Huisbaas aangetekend in gebreke stellen wegens het niet vervullen van zijn bij wet vastgelegde verplichtingen. Hem vriendelijk, gelet op huidige seizoen en de nood aan huisverwarming (dus hoogdringendheid), 5 kalenderdagen na kennisname aangetekend schrijven geven om u te laten weten wanneer vervanging zal gebeuren voor de 15de januari 2011. Dat u bij gebrek aan respons binnen de gestelde termijn verplicht zal zijn om op zijn kosten middels een verzoekschrift 1344bis/ev Ger.
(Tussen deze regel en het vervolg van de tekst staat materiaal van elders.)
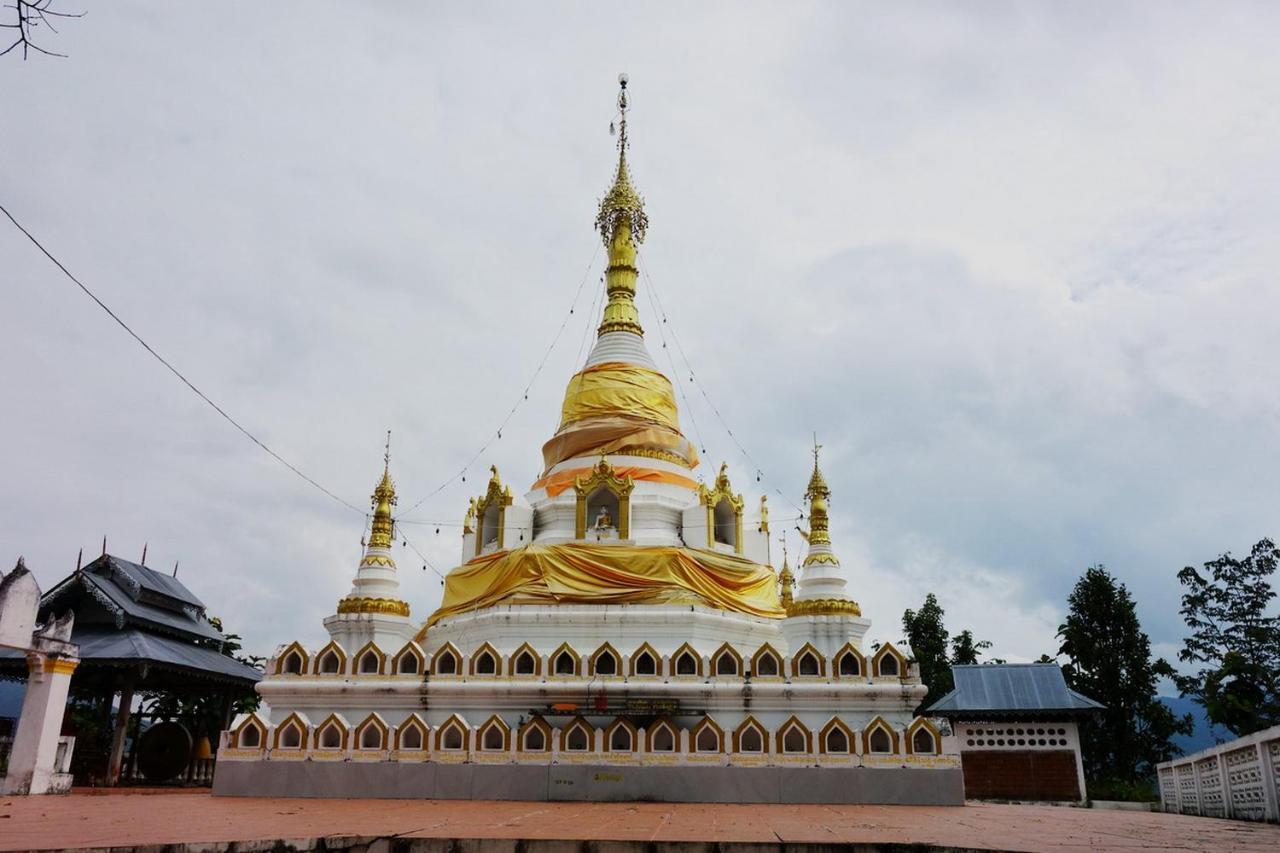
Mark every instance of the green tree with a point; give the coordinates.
(1109, 660)
(1234, 639)
(965, 648)
(927, 638)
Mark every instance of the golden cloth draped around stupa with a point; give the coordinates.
(618, 407)
(593, 574)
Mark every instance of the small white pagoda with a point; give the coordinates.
(616, 633)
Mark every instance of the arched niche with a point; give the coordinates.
(723, 512)
(603, 503)
(492, 515)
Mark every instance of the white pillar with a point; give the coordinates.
(35, 744)
(1269, 781)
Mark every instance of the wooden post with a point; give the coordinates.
(122, 726)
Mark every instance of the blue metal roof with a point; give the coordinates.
(1011, 688)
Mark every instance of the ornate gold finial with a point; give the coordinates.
(818, 533)
(786, 580)
(622, 224)
(383, 500)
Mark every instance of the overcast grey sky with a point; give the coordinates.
(1014, 263)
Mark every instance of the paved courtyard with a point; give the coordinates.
(208, 824)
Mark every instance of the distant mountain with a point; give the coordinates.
(1205, 734)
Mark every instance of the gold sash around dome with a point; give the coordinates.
(620, 407)
(616, 388)
(590, 574)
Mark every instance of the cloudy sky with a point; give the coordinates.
(1015, 264)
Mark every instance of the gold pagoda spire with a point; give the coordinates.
(786, 580)
(383, 500)
(622, 223)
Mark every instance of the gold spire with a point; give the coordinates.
(786, 580)
(817, 493)
(383, 501)
(622, 223)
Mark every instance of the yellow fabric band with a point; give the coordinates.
(592, 574)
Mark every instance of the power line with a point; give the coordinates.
(521, 398)
(174, 370)
(644, 269)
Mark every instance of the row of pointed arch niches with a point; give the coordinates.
(575, 737)
(602, 662)
(603, 514)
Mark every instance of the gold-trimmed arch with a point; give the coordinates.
(492, 724)
(593, 669)
(453, 724)
(293, 721)
(645, 648)
(878, 662)
(498, 498)
(373, 721)
(750, 723)
(458, 661)
(836, 724)
(914, 729)
(410, 649)
(332, 647)
(686, 649)
(837, 662)
(535, 724)
(415, 723)
(474, 665)
(794, 724)
(333, 721)
(707, 724)
(722, 492)
(357, 666)
(760, 653)
(634, 734)
(819, 662)
(878, 723)
(513, 661)
(731, 653)
(603, 477)
(577, 723)
(664, 721)
(250, 721)
(292, 648)
(553, 662)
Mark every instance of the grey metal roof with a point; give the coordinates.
(132, 647)
(135, 594)
(1011, 688)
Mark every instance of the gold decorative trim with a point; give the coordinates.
(711, 498)
(621, 487)
(664, 456)
(824, 607)
(496, 496)
(59, 666)
(357, 605)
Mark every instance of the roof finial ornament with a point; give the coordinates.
(621, 222)
(383, 500)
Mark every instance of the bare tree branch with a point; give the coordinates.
(31, 14)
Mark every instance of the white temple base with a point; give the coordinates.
(593, 783)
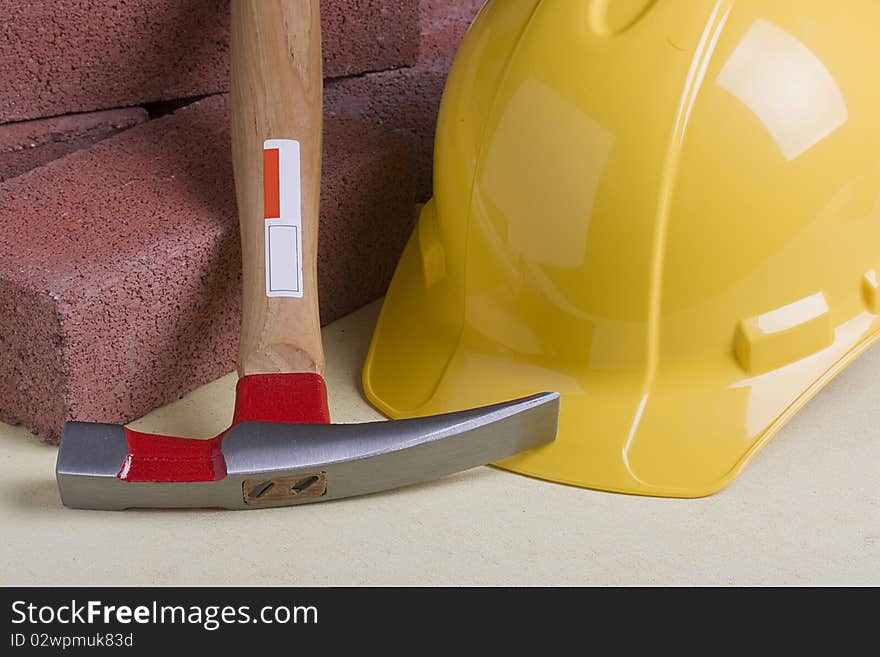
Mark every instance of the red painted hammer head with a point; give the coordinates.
(281, 449)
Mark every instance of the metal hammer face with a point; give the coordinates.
(269, 464)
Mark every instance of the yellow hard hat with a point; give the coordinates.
(668, 211)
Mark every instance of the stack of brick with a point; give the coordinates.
(119, 263)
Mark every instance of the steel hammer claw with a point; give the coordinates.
(273, 464)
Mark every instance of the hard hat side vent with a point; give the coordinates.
(784, 335)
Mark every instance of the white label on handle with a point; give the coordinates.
(282, 204)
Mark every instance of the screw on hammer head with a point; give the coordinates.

W. bij het lokale vredegerecht een geding aan te spannen om bij vonnis tegen dwangsom de vervanging van het toestel te bekomen.
U verwittigt de verhuurder bij deze dat u, door zijn gebrek van het naleven van zijn wettelijk vastgelegde plichten, geen enkele aansprakelijkheid kan aangerekend worden voor mogelijke vervolgschade in het pand die ontstaat door het gebrek aan verwarming en gebrek aan circulatie van vloeistof in het verwarmingssysteem.
U sluit af met: "Enkel voor de goede orde wordt dit schrijven u zowel aangetekend als per gewone post verzonden."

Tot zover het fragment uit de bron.